レゾンデートル
はっと目を覚ましたユーリは、冷たい床に仰向けになっていた。空は満点の星が輝き、時々その星が流れるほど空気は澄んでいた。
「いったい何が起きたんだ。・・・それにここは?」
頭に手を当てたユーリは、あたり一面を見まわしたが、見慣れた街並みではない。たくさんの事件でいろいろな街に行ったことがあるが、今いる街は一度も見たことがない。
ユーリが今いるところは超高層マンションの屋上だった。下の様子を見るためにエレベーターで下に降りてみたが、『セントラルタウン』と同じ大都会であることには変わりないが、違和感がある。それは、静かすぎることと人の気配が全くしないこと。そして、明かりがどの家にもついてなく、街頭だけであるということ。
遠くの方から人の走る音と銃声が聞こえてきた。
━銃声!?
その音のする方へ走ってみること3分。そこには、目だけが覆っている仮面を付けたパーカーを着た男と黒いスーツとサングラスをかけた男が銃で撃ち合いをしているありえない光景があった。事を大きくしないため、二人の間に入ろうとした矢先、
「行ってはいけない。」
いつ背後を捕らえられたのか全く気がつかなかった。高くもなく低くもない冷静とした女性の声がしたと同時に、首元には短剣が握られ、今までにないくらいの恐怖心で体中の毛穴が一気に開いたような感じがした。

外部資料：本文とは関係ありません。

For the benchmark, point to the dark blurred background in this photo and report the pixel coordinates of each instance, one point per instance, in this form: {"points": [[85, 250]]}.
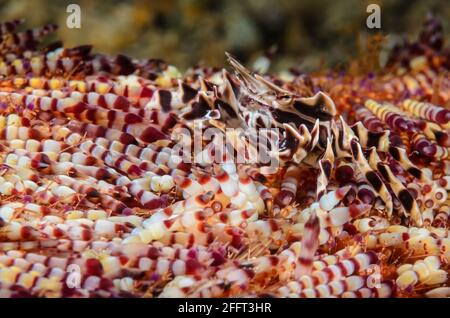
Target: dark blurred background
{"points": [[309, 34]]}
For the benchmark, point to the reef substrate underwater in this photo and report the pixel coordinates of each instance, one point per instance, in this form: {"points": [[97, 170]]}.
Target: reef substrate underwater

やがて短剣がはずされ、改めて背後の女性を見たが銃を撃ちあっている男と同じ薄いピンク色の仮面を付けている。エメラルドの瞳をし、長い金髪は赤いリボンで一つに束ねられ、黒いマントに身を包んでいる。
すると銃声と共に断末魔の叫びがした。振り返えれば撃たれたスーツ姿の男の体が閃光弾のような光を放ち、撃たれた男は消えてしまった。その光景を間近で見たユーリは言葉が出なかった。
「ミッション完了。」
「ミッション?」
なぜ?と頭がついていかなかった。